Thanks for your response

Something is happening for sure.

My bill the last couple of months has jumped in an upward direction where according to my agreement with MEO, it should remain the same.

It has increased from 41 € to 50 € and I'm now talking to Vodaphone.


----------



## JohnBoy (Oct 25, 2009)

We are also totally peed off with Meo for various reasons and will be changing as soon as we can. First we have to wait for this contract to end in July then for either Vodafone or Nos to move into our area. That could be a much longer wait!


----------



## Slackrat (Apr 30, 2013)

JohnBoy said:


> We are also totally peed off with Meo for various reasons and will be changing as soon as we can. First we have to wait for this contract to end in July then for either Vodafone or Nos to move into our area. That could be a much longer wait!


I may be wrong, but I believe you can cancel anytime with a months notice.


----------



## JohnBoy (Oct 25, 2009)

When we tried they told us that we still had to pay for the whole contract, but then perhaps that is yet another lie to add to the list.

Some months ago I took a SIM card for data only at €9.99 p.m. for 2Gb p.m. At the time I was told that there was no contract and that I could cancel at any time. When I tried to cancel as I longer had any use for it, they refused saying that there was a one year minimum use requirement.

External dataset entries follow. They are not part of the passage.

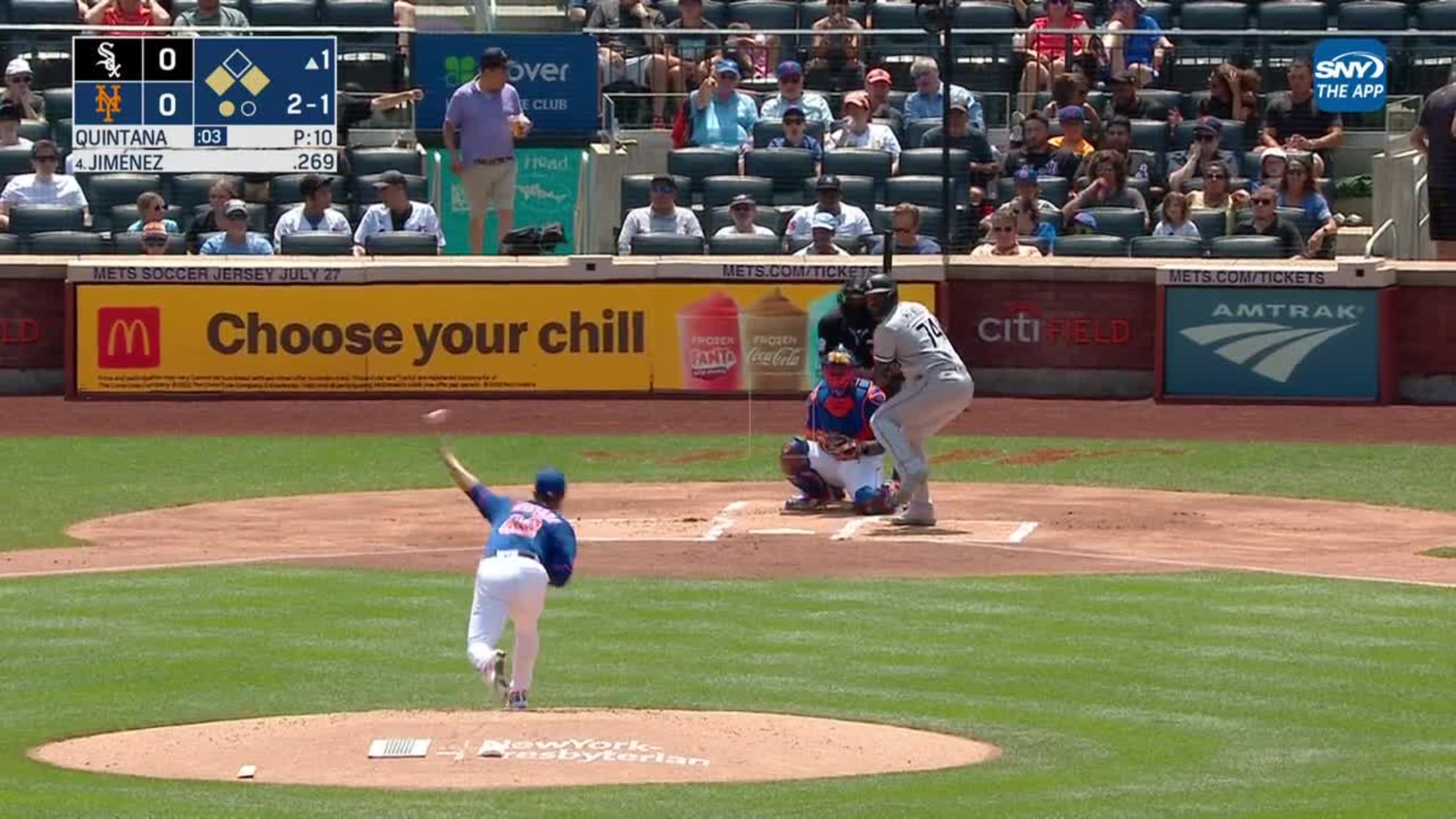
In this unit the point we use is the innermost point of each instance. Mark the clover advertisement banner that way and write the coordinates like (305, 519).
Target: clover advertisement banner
(555, 75)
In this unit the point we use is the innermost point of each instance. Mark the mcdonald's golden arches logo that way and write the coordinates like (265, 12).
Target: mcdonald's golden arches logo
(129, 338)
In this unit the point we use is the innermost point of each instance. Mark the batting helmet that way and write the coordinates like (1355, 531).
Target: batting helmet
(881, 295)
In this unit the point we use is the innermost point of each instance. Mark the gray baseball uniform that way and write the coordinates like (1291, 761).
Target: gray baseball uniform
(938, 388)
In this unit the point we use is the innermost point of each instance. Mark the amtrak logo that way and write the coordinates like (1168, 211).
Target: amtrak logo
(1275, 349)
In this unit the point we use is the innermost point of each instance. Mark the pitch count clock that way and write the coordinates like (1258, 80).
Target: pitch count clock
(188, 106)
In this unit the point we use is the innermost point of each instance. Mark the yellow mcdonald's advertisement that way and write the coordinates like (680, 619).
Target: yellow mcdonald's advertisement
(353, 338)
(744, 337)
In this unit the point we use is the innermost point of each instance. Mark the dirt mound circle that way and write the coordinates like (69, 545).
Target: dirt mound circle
(504, 750)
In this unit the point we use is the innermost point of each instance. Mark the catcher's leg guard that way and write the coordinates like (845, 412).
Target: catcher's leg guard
(874, 501)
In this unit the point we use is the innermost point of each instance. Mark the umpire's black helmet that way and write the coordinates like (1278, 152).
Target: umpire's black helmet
(881, 295)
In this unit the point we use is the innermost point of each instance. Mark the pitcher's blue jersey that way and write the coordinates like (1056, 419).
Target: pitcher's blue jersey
(846, 414)
(529, 528)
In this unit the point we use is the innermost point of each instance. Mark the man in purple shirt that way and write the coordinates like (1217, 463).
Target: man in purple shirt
(482, 121)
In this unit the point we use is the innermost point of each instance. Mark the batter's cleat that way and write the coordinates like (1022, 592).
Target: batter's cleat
(913, 518)
(495, 679)
(803, 503)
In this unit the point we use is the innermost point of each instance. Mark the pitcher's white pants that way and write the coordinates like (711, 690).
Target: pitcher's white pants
(507, 586)
(922, 407)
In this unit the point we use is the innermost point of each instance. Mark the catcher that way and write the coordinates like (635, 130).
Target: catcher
(837, 454)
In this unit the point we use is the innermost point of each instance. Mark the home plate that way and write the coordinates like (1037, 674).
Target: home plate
(951, 531)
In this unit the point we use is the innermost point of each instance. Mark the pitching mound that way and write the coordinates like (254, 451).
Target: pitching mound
(501, 750)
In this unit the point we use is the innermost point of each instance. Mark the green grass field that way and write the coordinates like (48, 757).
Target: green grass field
(1205, 694)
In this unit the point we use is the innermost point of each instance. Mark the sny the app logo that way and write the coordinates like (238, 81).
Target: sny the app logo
(108, 104)
(1350, 75)
(129, 338)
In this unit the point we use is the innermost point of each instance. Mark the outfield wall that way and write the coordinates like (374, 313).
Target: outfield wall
(493, 327)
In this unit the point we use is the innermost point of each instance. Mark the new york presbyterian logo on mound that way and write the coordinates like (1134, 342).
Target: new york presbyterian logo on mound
(129, 338)
(1265, 348)
(1350, 75)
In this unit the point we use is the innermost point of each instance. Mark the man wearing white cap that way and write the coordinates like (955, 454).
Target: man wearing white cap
(823, 244)
(19, 88)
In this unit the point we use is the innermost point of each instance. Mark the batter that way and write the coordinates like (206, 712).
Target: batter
(530, 547)
(837, 454)
(938, 386)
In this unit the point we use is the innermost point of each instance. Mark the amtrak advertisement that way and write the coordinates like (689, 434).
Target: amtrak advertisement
(1271, 343)
(555, 75)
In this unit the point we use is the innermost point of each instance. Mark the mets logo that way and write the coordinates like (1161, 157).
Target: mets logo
(1270, 350)
(129, 338)
(108, 104)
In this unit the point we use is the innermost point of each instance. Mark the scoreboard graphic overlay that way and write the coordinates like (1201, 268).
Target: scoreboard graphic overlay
(197, 106)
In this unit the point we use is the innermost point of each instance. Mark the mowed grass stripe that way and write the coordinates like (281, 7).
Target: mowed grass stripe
(1138, 700)
(63, 480)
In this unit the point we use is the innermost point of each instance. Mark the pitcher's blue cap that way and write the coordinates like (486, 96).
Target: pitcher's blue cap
(551, 483)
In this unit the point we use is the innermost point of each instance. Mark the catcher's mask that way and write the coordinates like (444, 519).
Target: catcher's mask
(839, 369)
(881, 296)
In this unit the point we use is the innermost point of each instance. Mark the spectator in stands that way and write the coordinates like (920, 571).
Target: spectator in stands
(1140, 164)
(1436, 137)
(1216, 196)
(11, 126)
(1039, 155)
(1175, 218)
(482, 121)
(758, 53)
(155, 239)
(1295, 121)
(1139, 56)
(859, 132)
(743, 209)
(724, 115)
(795, 135)
(823, 229)
(212, 15)
(153, 210)
(43, 187)
(236, 239)
(638, 59)
(1296, 190)
(982, 158)
(1206, 149)
(877, 86)
(926, 101)
(1005, 239)
(1072, 137)
(905, 226)
(1047, 53)
(849, 220)
(1273, 165)
(1108, 187)
(1072, 91)
(315, 214)
(1128, 102)
(793, 95)
(695, 53)
(396, 212)
(837, 54)
(1028, 198)
(19, 88)
(661, 216)
(1267, 222)
(127, 13)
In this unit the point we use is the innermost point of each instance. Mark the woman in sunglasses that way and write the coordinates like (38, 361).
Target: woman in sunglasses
(1267, 222)
(1296, 189)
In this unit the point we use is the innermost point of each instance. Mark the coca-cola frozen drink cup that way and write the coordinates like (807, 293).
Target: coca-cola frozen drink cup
(775, 338)
(710, 346)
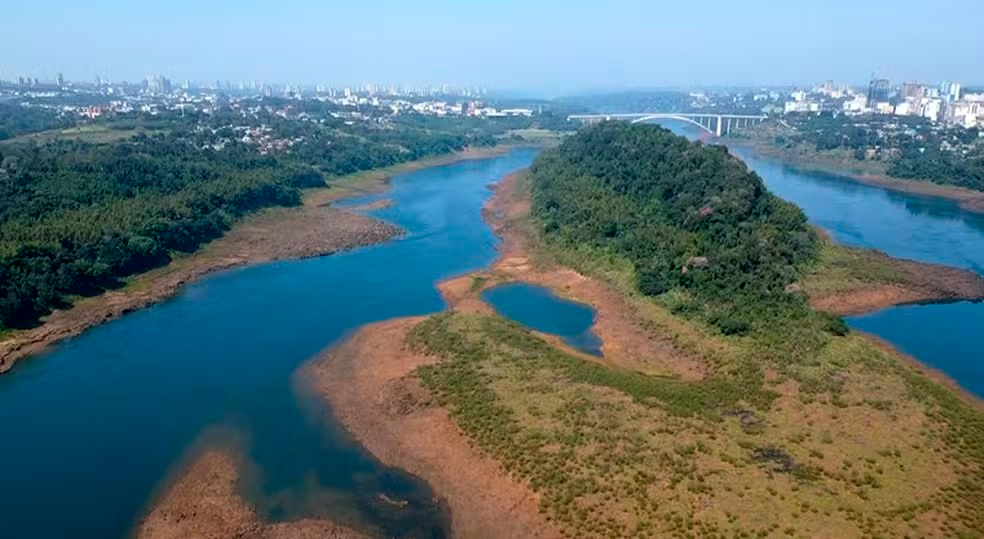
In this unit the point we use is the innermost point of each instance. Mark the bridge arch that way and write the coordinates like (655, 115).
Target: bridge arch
(673, 117)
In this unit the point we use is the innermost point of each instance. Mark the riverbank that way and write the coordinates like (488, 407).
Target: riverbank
(582, 439)
(204, 502)
(371, 384)
(313, 229)
(968, 199)
(850, 281)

We have been lied to over and over and even with different shops giving totally different answers to the same question on the same day. They cannot be trusted that's for sure and we will be cancelling just as soon as we have an alternative option. In our street that could be a long time which is very frustrating when both Vodafone and NOS are less than 1 km away from us at the moment and even they do not know if or when.


----------



## Slackrat (Apr 30, 2013)

<http://portugal.angloinfo.com/housing/setting-up-home/internet/>


How to cancel a contract

Internet service contracts may be cancelled by sending a letter or e-mail to the company providing:
Full Name
User Name
ADSL telephone number
Tax Number
Address
Telephone contact

The service will usually be cancelled one month after notification


----------



## JohnBoy (Oct 25, 2009)

Thanks Slackrat.


----------



## azoreseuropa (Nov 10, 2013)

Are you kidding me ? We always like MEO but are you sure that MEO is not good ? Why ? Because they are bad business and aren't fair to customers ? I really want to hear about it before we buy a network. Is VondaFone better than MEO ? MEO is cheap and affordable, I think. To be honest with you, my mom have ZON and I don't like ZON at all.


----------



## JohnBoy (Oct 25, 2009)

Our experience is that we would not trust any member of MEO shop or sales staff to even give us the correct time of day. The same cannot be said of the technicians who are regular visitors to our home. That must tell you something about MEO service! The technicians are always very pleasant, helpful and totally professional. 

If you make any enquiry with MEO do try to get all answers in writing and never, EVER deal with anybody at your door claiming to be MEO staff. They are not and will only try to sell you what they have been authorised to sell regardless of whether it is the most suitable package for you or not.

Just one example for you. We were told by a canvasser that we could not have a fibre connection so we signed for broadband. When the engineer came to install it he said we must be crazy as we had fibre outside the door which was faster and cheaper. We went to a shop, complained like crazy, filled in the complaints book and finally managed to get them to cancel the contract and replace it with one for fibre. Meanwhile, our next door neighbour, who does not like to make a fuss was told that he would have to pay a penalty of one years rental to change his contract, so is still on broadband. It turned out the canvasser, claiming to be from MEO, was not authorised to sell fibre so lied her way into getting you to sign up for broadband. 

I could go on but I think you get the picture. Take anything that they say with a gigantic pinch of salt.


----------



## azoreseuropa (Nov 10, 2013)

JohnBoy said:


> Our experience is that we would not trust any member of MEO shop or sales staff to even give us the correct time of day. The same cannot be said of the technicians who are regular visitors to our home. That must tell you something about MEO service! The technicians are always very pleasant, helpful and totally professional.
> 
> If you make any enquiry with MEO do try to get all answers in writing and never, EVER deal with anybody at your door claiming to be MEO staff. They are not and will only try to sell you what they have been authorised to sell regardless of whether it is the most suitable package for you or not.
> 
> ...


Thanks. We will remember that. Much appreciated for your details.


----------



## del Pereira (Jul 20, 2012)

FYI Be Aware when you receive a phone call from either MEO or Zon trying to sell you a package and you AGREE that it is a good deal you have now entered into a legal and binding contract. It happened to my neighbor when he was asking about the service. He is stuck with a two year contract now and is not very happy about it. Advice is when on the telephone just say that you DONT AGREE TO ANY CONTRACT UNLESS SIGNED BY YOU... this works as all phone calls are recorded..


----------